Wir fahren weiter zurück auf die Panamericana und weiter nach Norden, zunächst durch eine monotone, steinige Wüste (wie schon von Calama nach Tocopilla), schließlich führt die Panamericana durch eine beeindruckende Schlucht, kilometerlang geht es nur abwärts, bis bei Cuya der Fluss überquert wird (ein Rinnsal, aber die Schlucht ist sicher 1 km tief !) und es in Gegenrichtung wieder bergauf geht. Gegen 14:00 Uhr kommen wir in Arica an, müde von der Fahrt und der Hitze.
Arica ist die nördlichste Stadt Chiles und hat etwa 165.000 Einwohner. Sie ist eine der ältesten Siedlungen Chiles und war schon lange vor Ankunft der Spanier als Siedlung bekannt. Bis 1880 gehörte Arica zu Peru, erst in den Salpeterkriegen wurde es von Chile einverleibt und gehört offiziell seit 1929 zu Chile. Nichtsdestotrotz ist Arica eine furchtbar hässliche Stadt und wir können nicht nachvollziehen, warum die Chilenen unbedingt diese Stadt wollten ;-). Nein, Spaß beiseite, Arica ist eine der bedeutendsten Hafenstädte für Chile, aber auch für Peru und vor allem für Bolivien, das seit den genannten Salpeterkriegen keinen eigenen Zugang zum Meer mehr hat (das einzige Südamerikanische Land, das nicht am Meer liegt).
Wir haben tatsächlich von Arica kein einziges Foto, nicht mal die 150 k für ein digitales haben wir geopfert. Arica ist aber eben zwangläufig eine Zwischenstation, für alle die weiter in den Lauca Nationalpark wollen, so wie wir. So haben wir uns gleich nach der Ankunft in unser Hotel Arica einstationiert, das liegt am Meer und ist ganz komfortabel, so dass wir den Nachmittag zum Entspannen genutzt haben, mit einem Abstecher in die Fußgängerzone Aricas (vergiss es einfach, ohne weiteren Kommentar) und in die Markthallen (dito).
Zitat unseres Reise-Know-How Führers: "Bleiben die Strände - derentwegen kommen vielleicht nicht die meisten Touristen, derentwegen bleiben viele aber länger als geplant." Liebe Touristen, die ihr wegen der Strände in Arica bleibt, hier kommt ein Tipp: Fliegt besser nach Brasilien !

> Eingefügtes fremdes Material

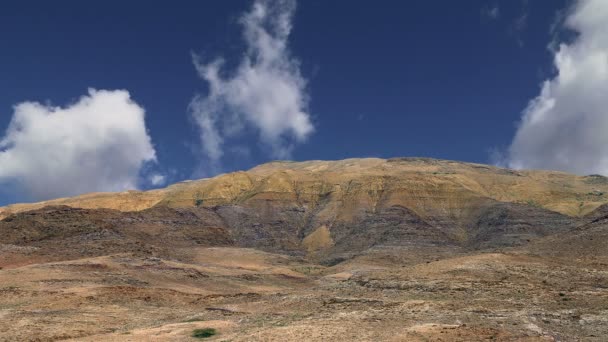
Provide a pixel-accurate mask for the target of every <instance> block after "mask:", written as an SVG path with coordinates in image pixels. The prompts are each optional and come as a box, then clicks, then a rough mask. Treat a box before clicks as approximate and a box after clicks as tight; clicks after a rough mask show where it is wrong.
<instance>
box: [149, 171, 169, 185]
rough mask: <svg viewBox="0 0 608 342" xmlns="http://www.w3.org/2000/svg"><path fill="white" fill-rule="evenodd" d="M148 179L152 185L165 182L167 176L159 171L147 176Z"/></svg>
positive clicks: (158, 183)
mask: <svg viewBox="0 0 608 342" xmlns="http://www.w3.org/2000/svg"><path fill="white" fill-rule="evenodd" d="M148 181H149V182H150V184H152V185H154V186H159V185H163V184H165V182H166V181H167V177H166V176H164V175H161V174H159V173H154V174H151V175H150V176H148Z"/></svg>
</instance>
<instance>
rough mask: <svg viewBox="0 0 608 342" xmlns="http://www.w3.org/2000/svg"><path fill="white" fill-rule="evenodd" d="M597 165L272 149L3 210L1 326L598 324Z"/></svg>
mask: <svg viewBox="0 0 608 342" xmlns="http://www.w3.org/2000/svg"><path fill="white" fill-rule="evenodd" d="M607 204H608V178H606V177H603V176H599V175H591V176H576V175H572V174H568V173H563V172H551V171H523V170H521V171H516V170H511V169H503V168H497V167H493V166H488V165H481V164H471V163H463V162H456V161H446V160H436V159H427V158H394V159H376V158H370V159H348V160H342V161H309V162H271V163H268V164H263V165H260V166H258V167H255V168H253V169H251V170H249V171H246V172H236V173H229V174H224V175H219V176H216V177H213V178H208V179H201V180H193V181H187V182H181V183H177V184H174V185H171V186H169V187H167V188H165V189H160V190H151V191H147V192H138V191H129V192H123V193H95V194H87V195H82V196H78V197H73V198H64V199H57V200H51V201H46V202H41V203H35V204H16V205H10V206H7V207H4V208H0V218H1V220H0V340H2V341H64V340H65V341H195V340H198V339H201V340H210V341H302V340H315V341H380V340H386V341H605V340H606V337H607V336H608V249H607V248H606V241H608V205H607Z"/></svg>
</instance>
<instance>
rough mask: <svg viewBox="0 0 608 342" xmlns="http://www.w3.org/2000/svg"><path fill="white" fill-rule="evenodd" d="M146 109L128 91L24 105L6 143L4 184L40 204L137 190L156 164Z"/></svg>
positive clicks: (0, 176)
mask: <svg viewBox="0 0 608 342" xmlns="http://www.w3.org/2000/svg"><path fill="white" fill-rule="evenodd" d="M155 160H156V157H155V151H154V148H153V146H152V143H151V141H150V137H149V136H148V133H147V131H146V126H145V122H144V109H143V108H142V107H140V106H139V105H137V103H135V102H133V100H131V98H130V95H129V93H128V92H127V91H124V90H112V91H110V90H93V89H89V93H88V95H85V96H83V97H81V98H80V99H79V100H78V101H77V102H76V103H73V104H71V105H68V106H66V107H63V108H62V107H52V106H49V105H43V104H40V103H37V102H23V103H20V104H18V105H16V106H15V107H14V114H13V118H12V121H11V123H10V125H9V127H8V129H7V131H6V134H5V136H4V137H3V138H2V139H1V140H0V183H5V184H17V185H18V186H19V187H20V188H21V189H22V190H23V191H25V192H26V194H25V195H26V196H28V197H30V199H35V200H40V199H48V198H54V197H60V196H69V195H76V194H80V193H85V192H93V191H122V190H126V189H135V188H136V187H137V182H138V180H139V172H140V169H141V167H142V165H143V164H144V163H145V162H150V161H155Z"/></svg>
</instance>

[Nachtrag Maria: Abends, kurz vor Sonnenuntergang, fahren wir hoch zum Morro de Christo (ein Fels mit Überblick über die gesamte Stadt und das Meer, mit Christusstatue), aber auch von oben - Arica ist nicht gerade schön! Zurück im Hotel sitzen wir noch auf der Terrasse und genießen einen Cocktail und Bier.]